Because I was born at the tail end of the 1970s, I can remember a time when the default settings for luggage didn’t involve wheels. Instead, you had to carry your suitcase by a handle.

And the valise, to use a grandparental term, would be constructed out of sturdy materials that made the item weigh, no matter the size, a minimum of 45 pounds even before anything was placed inside. Thick metal buckles opened and closed the suitcase, and the sides would be covered in coarse fabric or artificial leather in tan, burgundy, or light blue.

Basically, every piece of luggage resembled the interior of a 1985 Buick LeSabre, the crucial difference being that nobody expected you to move a Buick without the benefit of wheels.

I don’t recall when, exactly, the whole world finally came to its senses and switched to rolling suitcases, but it was one of those no-duh phenomena where we were all like, Well, that was obvious—what took so long?

To tell you the truth, it was a lot like when I came out of the closet. 

My older sister’s Barbie dolls lived in one of those old-timey suitcases (carry-on size, light blue) when we were children. The suitcase was no longer used for travel. I believe the luggage once belonged to my mother. Some of the dolls in the collection were hers from when she was a kid.

When my sister let me join her Barbie playtime, though, we never had much use for the dolls from the ‘60s. With all due respect to my mom and the good people of Mattel, the outmoded clothes and hair-helmet bubble cut of the Bay of Pigs–era Barbie struck us—well, me—as less glamorous than the doll’s more recent iterations of the ‘80s.

We hardly ever sent ‘60s Barbie out on the town for dates with Ken (speaking of being in the closet). All she ever did on a Saturday night was back-comb that bubble cut at home. And for what? She never got any suitors at the suitcase.
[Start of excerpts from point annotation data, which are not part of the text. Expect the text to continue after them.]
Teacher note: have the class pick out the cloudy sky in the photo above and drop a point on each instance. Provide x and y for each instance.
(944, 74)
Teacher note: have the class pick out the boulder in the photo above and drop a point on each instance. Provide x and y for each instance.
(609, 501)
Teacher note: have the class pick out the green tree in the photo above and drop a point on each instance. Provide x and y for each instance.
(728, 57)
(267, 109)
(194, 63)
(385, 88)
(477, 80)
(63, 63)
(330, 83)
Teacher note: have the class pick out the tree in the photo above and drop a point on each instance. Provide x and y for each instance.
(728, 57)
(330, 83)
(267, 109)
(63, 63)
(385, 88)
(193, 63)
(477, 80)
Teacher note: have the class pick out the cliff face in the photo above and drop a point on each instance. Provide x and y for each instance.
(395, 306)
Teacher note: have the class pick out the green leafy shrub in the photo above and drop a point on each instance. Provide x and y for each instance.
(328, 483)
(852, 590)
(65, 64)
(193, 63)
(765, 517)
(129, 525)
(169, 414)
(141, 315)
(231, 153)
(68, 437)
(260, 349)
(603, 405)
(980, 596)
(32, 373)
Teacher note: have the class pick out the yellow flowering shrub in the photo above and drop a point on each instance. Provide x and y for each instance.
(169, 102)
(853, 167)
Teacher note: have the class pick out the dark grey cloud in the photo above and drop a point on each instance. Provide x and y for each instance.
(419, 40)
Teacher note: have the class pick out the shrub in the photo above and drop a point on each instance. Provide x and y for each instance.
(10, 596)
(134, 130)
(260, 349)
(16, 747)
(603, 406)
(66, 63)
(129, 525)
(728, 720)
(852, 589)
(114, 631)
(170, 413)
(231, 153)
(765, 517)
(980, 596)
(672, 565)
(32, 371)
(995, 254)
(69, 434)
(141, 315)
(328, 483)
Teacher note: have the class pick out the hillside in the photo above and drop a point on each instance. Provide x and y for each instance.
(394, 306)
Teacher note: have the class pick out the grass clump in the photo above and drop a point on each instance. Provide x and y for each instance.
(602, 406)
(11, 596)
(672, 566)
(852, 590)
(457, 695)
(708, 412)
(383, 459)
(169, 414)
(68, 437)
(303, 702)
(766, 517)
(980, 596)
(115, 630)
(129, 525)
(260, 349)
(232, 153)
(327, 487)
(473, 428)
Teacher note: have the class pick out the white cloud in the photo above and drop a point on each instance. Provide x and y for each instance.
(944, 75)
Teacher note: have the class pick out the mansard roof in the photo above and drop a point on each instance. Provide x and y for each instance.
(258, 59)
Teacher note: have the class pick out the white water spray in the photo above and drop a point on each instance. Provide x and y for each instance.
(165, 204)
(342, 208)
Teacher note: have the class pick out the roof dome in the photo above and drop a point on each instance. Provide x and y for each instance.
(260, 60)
I know Barbie now leads a rewarding life filled with diversity and inclusion and high fashion and STEM research and Instagram influencing, but her options were pretty limited back in my sister’s bedroom in Springdale, Arkansas.

These days, all my suitcases have wheels and none of them serve as dollhouses. When my husband and I aren’t out on the road, the luggage we currently own isn’t used to store anything but more luggage.

We have three suitcases in three sizes—small, medium, and large—and most of the time we keep them in our closet, with the large suitcase housing the medium, which houses the small, which holds weekender and overnight bags.

Actually, now that I think of it, that sounds like nesting dolls, so I guess ol’ ‘60s Barbie’s got herself a legacy after all.

Since I work in travel media, I have to take flights by myself a fair amount. To avoid having to check a bag at the airport, I prefer the smallest suitcase because I can carry it onto the plane with me. I’m not very organized when it comes to packing, though, so I usually require the assistance of my spouse with that task.

If I ever pack by myself like a big boy and find that everything is fitting perfectly, that usually means I’m forgetting something major. One time, for instance, I arrived at my destination only to find that I had forgotten to pack pants and would therefore need to go shopping, wear the same jeans I was wearing every day for a week, or go bottomless like Winnie the Pooh.

Honestly, sometimes I think it’s a wonder I’m allowed to retain my own power of attorney.